I consider myself very fortunate growing up because I did not hear any of those phrases in my house. My parents were very open around the topic of finances. However, I recognize that this was not typically the case in many homes. For many of you, the topic of money, especially with your parents, may have been a forbidden topic. Money is not something you could talk about. It would have been just as inappropriate to talk to your parents about money as it would have been to ask them how many times they had sex.
If this resonates with you, I can understand why you may be hesitant to talk to your child about money. Our environments shape how we relate to our world, and thus, you may feel paralyzed around this topic. Many parents have admitted that this resonates with them, and they are regretful that they never broached the topic with their children.
What Are You Passing On?
Why is it that money can be so taboo? Is it related to feelings of shame or embarrassment about the finances, what our parents had, or didn’t have? Or perhaps it was their lack of knowledge on the topic?
How might this affect a child, the lack of transparency? It could result in feelings of shame or embarrassment. Some report that it made them feel as if they were not a trusted confidant to whom their parents could share that personal information.
We often inherit our parents’ values around subjects as personal as these. So how have your experiences shaped the way you feel about money now? Does the thought of talking to your child about money, raise those same feelings? Do you still feel embarrassed or shame? More importantly, do you want to pass those values and feelings on to your kids?
I have a feeling the answer is no.
Be Conscious and Deliberate
A lot of feelings we have towards money, and even actions we take with our money, are irrational.
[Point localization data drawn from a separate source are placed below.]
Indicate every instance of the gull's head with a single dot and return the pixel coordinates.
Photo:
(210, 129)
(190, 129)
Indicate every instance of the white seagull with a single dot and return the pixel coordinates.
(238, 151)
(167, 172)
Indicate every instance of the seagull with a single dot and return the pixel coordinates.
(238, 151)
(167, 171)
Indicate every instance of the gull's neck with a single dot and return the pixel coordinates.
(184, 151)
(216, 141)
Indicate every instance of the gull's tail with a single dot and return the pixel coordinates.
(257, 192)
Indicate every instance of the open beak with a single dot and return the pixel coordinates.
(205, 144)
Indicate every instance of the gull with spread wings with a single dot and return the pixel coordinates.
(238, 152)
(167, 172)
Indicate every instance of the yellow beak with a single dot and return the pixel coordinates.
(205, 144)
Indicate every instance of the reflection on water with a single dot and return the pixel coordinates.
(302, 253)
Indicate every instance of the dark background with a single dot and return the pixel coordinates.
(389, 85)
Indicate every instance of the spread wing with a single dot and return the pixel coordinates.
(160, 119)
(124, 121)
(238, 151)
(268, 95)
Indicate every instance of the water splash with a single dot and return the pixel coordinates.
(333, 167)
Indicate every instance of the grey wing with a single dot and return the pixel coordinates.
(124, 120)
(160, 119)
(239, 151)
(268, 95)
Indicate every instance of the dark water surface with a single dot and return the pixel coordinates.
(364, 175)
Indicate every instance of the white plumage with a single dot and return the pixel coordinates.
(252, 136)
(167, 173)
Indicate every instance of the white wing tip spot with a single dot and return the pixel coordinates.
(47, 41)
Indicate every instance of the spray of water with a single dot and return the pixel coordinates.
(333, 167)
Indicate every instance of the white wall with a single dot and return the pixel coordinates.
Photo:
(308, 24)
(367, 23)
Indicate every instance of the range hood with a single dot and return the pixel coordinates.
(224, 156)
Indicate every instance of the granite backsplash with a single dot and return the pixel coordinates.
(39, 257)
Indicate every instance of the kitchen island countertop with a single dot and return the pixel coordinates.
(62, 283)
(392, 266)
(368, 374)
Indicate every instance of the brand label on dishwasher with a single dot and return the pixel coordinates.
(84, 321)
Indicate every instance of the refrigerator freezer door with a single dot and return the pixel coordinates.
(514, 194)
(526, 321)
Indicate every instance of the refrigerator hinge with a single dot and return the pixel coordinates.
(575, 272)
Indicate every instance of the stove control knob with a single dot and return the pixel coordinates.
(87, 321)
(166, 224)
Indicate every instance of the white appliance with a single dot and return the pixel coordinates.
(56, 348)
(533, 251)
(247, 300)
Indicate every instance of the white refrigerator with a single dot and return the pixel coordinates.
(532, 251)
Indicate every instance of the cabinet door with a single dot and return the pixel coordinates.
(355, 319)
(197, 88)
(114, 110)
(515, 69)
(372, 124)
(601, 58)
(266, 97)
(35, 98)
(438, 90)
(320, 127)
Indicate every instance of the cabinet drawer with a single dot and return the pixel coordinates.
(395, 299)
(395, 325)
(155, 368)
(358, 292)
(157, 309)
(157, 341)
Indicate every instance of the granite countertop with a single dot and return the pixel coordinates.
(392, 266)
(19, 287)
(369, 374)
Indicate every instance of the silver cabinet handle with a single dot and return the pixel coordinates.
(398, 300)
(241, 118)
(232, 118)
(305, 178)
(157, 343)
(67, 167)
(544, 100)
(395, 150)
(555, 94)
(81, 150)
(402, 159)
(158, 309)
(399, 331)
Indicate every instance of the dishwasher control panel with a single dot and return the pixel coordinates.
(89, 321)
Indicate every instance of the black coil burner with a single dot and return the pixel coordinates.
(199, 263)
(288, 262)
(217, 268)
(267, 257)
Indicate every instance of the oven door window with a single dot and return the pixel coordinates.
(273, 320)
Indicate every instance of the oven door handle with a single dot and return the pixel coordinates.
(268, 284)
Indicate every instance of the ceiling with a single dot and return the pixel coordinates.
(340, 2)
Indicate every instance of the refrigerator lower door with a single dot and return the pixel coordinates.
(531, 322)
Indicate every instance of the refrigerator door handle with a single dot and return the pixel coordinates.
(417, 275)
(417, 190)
I love the study of behavioural economics because it confronts the fact that people are not rational beings. We may know that we should save, but instead, we spend. We know that shopping therapy will leave us feeling worse in the long run, yet we continue to do it anyway. Yet, if we want to have a strong grasp on personal finance, we do need to act rationally and be aware of our feelings and actions regarding money. To truly be reflective and self-aware, we need to go back and revisit some of our early experiences with money.
If the subject of money was “off-limits” with your parents, this likely created some confusion, anxiety or both for you. If you are willing to reflect honestly, take some time to think about how those early experiences shaped your beliefs about money and how you spend, save and give now. We will likely want to be much more conscious and deliberate with what we teach our children.
We want our children to be comfortable to come to us when they have questions about the world, whether that be about relationships, academics, money or otherwise. To forge that trusted relationship with them, we need to reciprocate and show them that we trust them as well.
You don’t need to whip out a pay stub on day one, but start the dialogue and stay open to answering their questions honestly. A stronger relationship with your child will be your reward.
Keep Learning, Together
With the subjects I address in these two posts, I would also want to encourage all of us to brush up on our knowledge of personal finance. Also, as we know, our children will do what we do, and not what we say. So if your finances are messy (as it can happen to all of us, myself included), take the time to get them in order. If your child is old enough to understand what you are doing, add them in some of those discussions. If you commit to paying down some debt, include your child in those discussions. Let them see that you are not perfect, but model how to set goals and work towards them. They will act as your accountability partner. And it is powerful for them to see their role models (you) working towards your goals.